Des dizaines de personnes ont été interpellées ces quatre derniers jours, dont neuf leaders du mouvement pro-démocratie. Certains ont été libérés sous caution, d'autres comme Anon Numpa, particulièrement virulent envers la royauté, ont été emprisonnés dans le nord du pays.
'Arrestations arbitraires'
Le parti d'opposition Pheu Thai a appelé le gouvernement à lever immédiatement les mesures d'urgence et à libérer les personnes détenues.
Le décret promulgué est 'un feu vert' donné aux autorités 'pour violer des droits fondamentaux et opérer des arrestations arbitraires en toute impunité', a condamné l'ONG Human Rights Watch, appelant la communauté internationale à réagir.
'Ne violez pas la loi, (...) je ne démissionnerai pas', a mis en garde vendredi le général Prayut Chan-O-Cha, ajoutant que les mesures d'urgence seraient appliquées pendant une période maximale de 30 jours.
Un couvre-feu n'est pas exclu dans la capitale si la situation devait perdurer.
Le militaire est au pouvoir depuis qu'il a renversé, par un coup d'Etat en 2014, Yingluck Shinawatra, soeur de l'ex-Premier ministre Thaksin Shinawatra.
'Des centaines de milliers de personnes demandent aujourd'hui des changements', a relevé cette dernière sur Twitter, exhortant Prayut Chan-O-Cha à tout faire pour 'restaurer la paix' dans le royaume.
Ce dernier dirige un gouvernement civil depuis des élections controversées l'année dernière.
Crise économique
Aux tensions politiques s'ajoute une grave crise économique.

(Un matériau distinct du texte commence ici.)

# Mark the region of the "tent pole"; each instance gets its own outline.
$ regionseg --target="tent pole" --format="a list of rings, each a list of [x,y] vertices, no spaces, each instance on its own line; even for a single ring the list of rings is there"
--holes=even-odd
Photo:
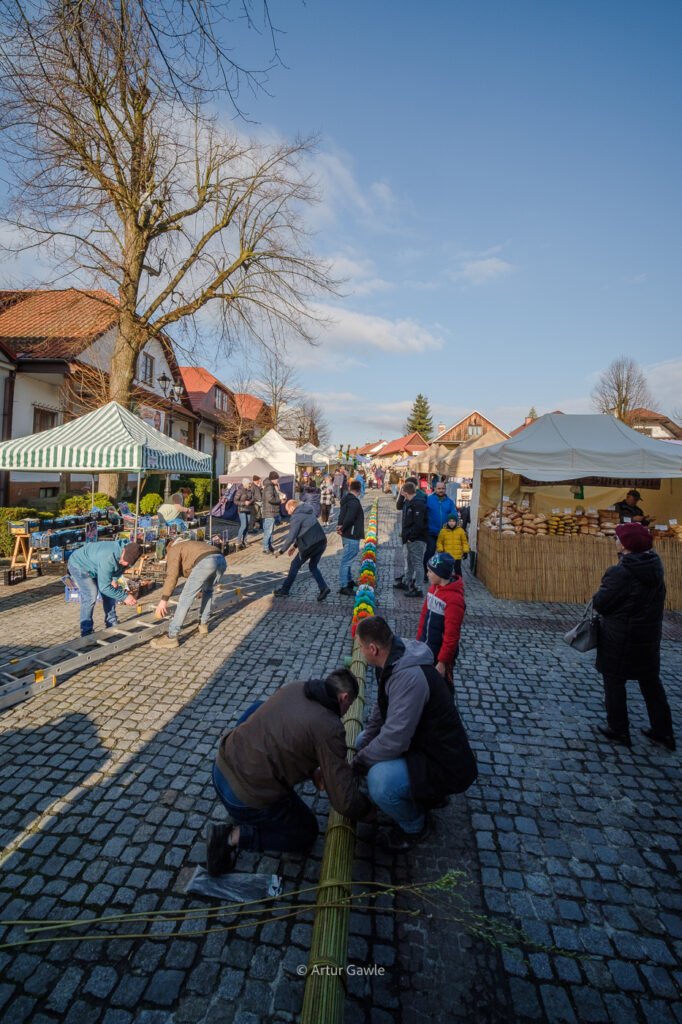
[[[213,480],[214,480],[214,478],[215,478],[215,474],[213,472],[213,469],[211,469],[211,489],[209,492],[209,536],[207,537],[207,541],[209,542],[209,544],[213,540]],[[218,488],[218,489],[220,489],[220,488]]]
[[[142,470],[140,469],[137,472],[137,494],[135,495],[135,526],[133,529],[133,537],[132,537],[133,541],[137,540],[137,518],[139,516],[139,492],[141,482],[142,482]]]

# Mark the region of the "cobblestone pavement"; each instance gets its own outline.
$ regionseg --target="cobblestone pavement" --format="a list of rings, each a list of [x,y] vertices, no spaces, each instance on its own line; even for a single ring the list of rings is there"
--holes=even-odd
[[[378,610],[414,635],[418,602],[390,588],[401,557],[394,522],[382,498]],[[256,545],[230,557],[230,573],[282,566]],[[288,601],[264,597],[220,617],[205,640],[187,630],[178,651],[138,648],[0,715],[0,847],[10,851],[0,923],[207,906],[184,887],[204,859],[207,821],[222,817],[210,784],[218,736],[252,700],[349,652],[338,551],[333,537],[324,604],[303,571]],[[348,978],[346,1020],[679,1022],[680,756],[643,737],[630,752],[597,739],[593,659],[560,640],[576,607],[497,601],[468,574],[466,588],[456,687],[479,780],[437,812],[434,836],[410,855],[390,857],[359,826],[355,872],[401,885],[457,868],[470,884],[461,905],[430,916],[408,916],[415,904],[399,894],[381,912],[351,914],[349,962],[385,973]],[[77,632],[77,610],[51,580],[0,590],[0,659]],[[679,723],[680,616],[667,617],[666,637]],[[634,693],[631,717],[634,729],[644,724]],[[326,800],[307,796],[324,824]],[[321,838],[305,861],[243,854],[240,868],[280,871],[290,890],[312,886],[322,849]],[[501,953],[457,920],[471,913],[511,922],[540,945]],[[171,925],[158,921],[141,938],[0,949],[0,1019],[297,1020],[311,915],[190,934],[210,927],[202,916],[165,938]],[[0,928],[0,943],[22,934]]]

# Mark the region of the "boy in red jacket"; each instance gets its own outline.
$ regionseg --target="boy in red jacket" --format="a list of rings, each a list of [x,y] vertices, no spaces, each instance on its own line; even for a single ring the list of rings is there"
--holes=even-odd
[[[466,611],[464,584],[455,571],[455,559],[444,551],[437,551],[428,561],[427,575],[429,589],[419,618],[417,639],[431,648],[435,667],[454,693],[453,668]]]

Tributaire du tourisme et verrouillée depuis la pandémie de coronavirus, la Thaïlande est en pleine récession avec des millions de personnes sans emploi.
Les autorités ont motivé la promulgation des mesures d'urgence en dénonçant notamment des incidents mercredi à l'encontre d'un cortège royal.
Plusieurs dizaines de manifestants, en marge d'un grand rassemblement pro-démocratie, avaient levé trois doigts devant le véhicule de la reine Suthida, en signe de défi.
Deux activistes ont été interpellés et mis en examen pour 'violence envers la reine', une accusation rarissime, passible de la prison à vie.
La Thaïlande est habituée aux violences politiques, avec 12 coups d'Etat depuis l'abolition de la monarchie absolue en 1932.
Vu la situation et le durcissement des positions, 'la probabilité d'une autre prise de contrôle du pays par les militaires est envisageable', selon Thitinan Pongsudhirak, politologue à l'université Chulalongkorn de Bangkok.